Perşembe, Kasım 29, 2007

Karadeniz Sahil Yolu

Karadeniz Sahil Yolu yapıldığı dönemde çok tartışmalara konu olmuştu, yapıldı bitti kullanılıyor. Ama daha çok konuşulacak şüphesiz ki. Bugünkü Vatan Gazetesi'nde haberi okuyunca bizzat o yolu gören, o yoldan geçen ve evimizin önündeki denizi bizden nasıl uzağa taşıdıklarını yaşayan biri olarak yazmak istedim.

"Karadeniz sahili boyunca deniz doldurularak yapılan otoyol 4.2 milyar dolar harcanarak tam 20 yılda bitti ancak...

Ancak yolun yapımına itiraz edenler haklı çıkacak gibi gözüküyor. Çünkü Karadeniz yolunu geri alıyor. Yol her fırtınada kullanılamaz hale geliyor.

Yolun bazı kesimlerinde Karadeniz’in hırçın dalgaları dolgu alanları yerle bir ederken, kimi yerlerde ise fırtınalı havalarda dalgaların yola attığı taşlar güvenli sürüş imkanını ortadan kalkıyor. Giresun’un Espiye-Tirebolu arası deniz tarafından iki kez yutuldu. Artvin’in Hopa-Sarp arasındaki yol ise dalgalar nedeniyle 4 kez yıkıldı. Geçen hafta ise Rize Çayeli Geçişi dalgalar yüzünden 2 kez trafiğe kapatılmak zorunda kaldı. "
Haberin devamı için >>

Rize'ye ilk gittiğimde geceleri dalga seslerini dinlerdik, bazen de o kadar şiddetli olurdu ki dalgalardan uyuyumazdın. Ama deniz elini uzatsan tutabileceğin kadar yakındı.

Bu sene gittiğimde evden denize baktığımda ilk hayal kırıklığını yaşadım. Deniz uzağa gitmiş, dalgaların sesi yok artık. Sadece şehirlerarası yoldan geçen araçların ıslığı andıran yavaşça duyulmaya başlayan, şiddetlenen ve aynı hızda azalan gürültüsü.

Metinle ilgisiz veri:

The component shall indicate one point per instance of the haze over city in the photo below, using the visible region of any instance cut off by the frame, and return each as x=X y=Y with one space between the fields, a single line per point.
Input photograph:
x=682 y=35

Çektiğim resimlerle durumu size daha iyi anlatabilirim sanırım.


İyidere Yolun ortasındaki yeşillikli ayırıcı değilde kırmızı topraklı ayırıcının önündeydi deniz. Yani fotoğrafta gördüğünüz araçlar doldurulan denizin üzerinde gidiyor.

Rize Merkez'de Gülbahar Mahallesi civarı
Bu da denizin çöple nasıl doldurulduğunun kanıtı.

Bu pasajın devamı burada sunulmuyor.